Sometimes, being nice to strangers really isn’t the answer. But, how do you know? Where do the concepts of humanity to others and self-preservation separate?

The River of Uncertainty

Decisions are frightening and difficult.  No hints as to the unknown future.  No peeking around the bend in the River of Uncertainty.

In the end, will we say that we could have missed the pain, but would have had to miss the dance – or will we, like the 1709ers, be irreparably damaged as a result of what was expected to be a choice full of smiles and opportunity. Will we drown in those rapids, nameless, like my Native ancestors? Will we wish we were dead instead, or die a burden to our children?
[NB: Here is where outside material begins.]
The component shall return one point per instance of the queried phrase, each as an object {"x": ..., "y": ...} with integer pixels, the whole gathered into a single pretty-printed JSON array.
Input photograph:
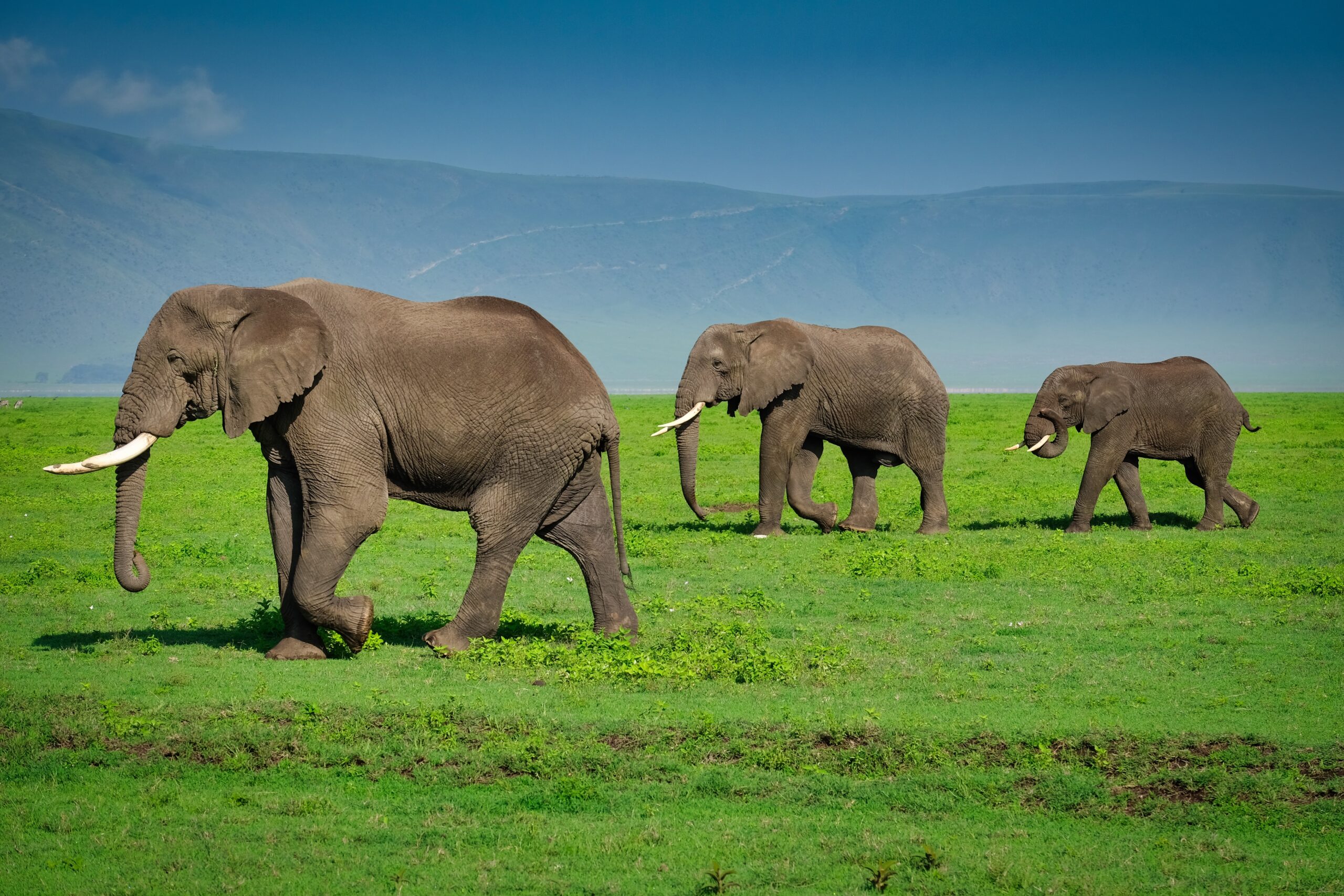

Or, will we be like the redeemed doubter, George Washington, who said in September 1776, writing to his cousin, after losing New York City to the British in the Revolutionary War, “If I were to wish the bitterest curse to an enemy on this side of the grave, I should put him in my stead with my feelings.” Then, uncertain, feeling inadequate and scared as hell, General Washington mustered the courage of his convictions and went on to win the war – and with it America’s freedom from England, irreversibly changing the course of history for the entire world.  Not to mention changing the life of every single American individually between then and now. He simply dove into the icy water, defying both fear and fate!

How does anyone know what’s down the river and around the bend? How can one best anticipate the future and make the decision with the least harmful outcome?

No one wants to become “that” burdensome ancestor who made a tragic decision.  We all want to be the success story – but none of my ancestors made the decisions they did knowing the outcome.

Therein lies the eternal human quandary. How to make the best choice.

Here I am, once again, having come full circle, in the middle of the river – left wondering what my ancestors would have done. The message I hear, strong and clear, is to consider carefully and then plunge with the courage of your convictions, embracing the opportunity, relishing the journey, and never looking back.

We are all the river and the river is life.

Journey

As you journey through life,
choose your destinations well,
but do not hurry there.

You will arrive soon enough.

Wander the back roads and forgotten paths,
keeping your destination in your heart,
like the fixed point of a compass.

Seek out new voices,
strange sights,
and ideas foreign to your own.

Such things are riches for the soul.

And if, upon arrival
you find that your destination
is not exactly as you had dreamed,
do not be disappointed.

Think of all you would have missed
but for the journey there,
and know that the true worth of your travels
is not where you come to be at journey’s end.

But in who you came to be along the way.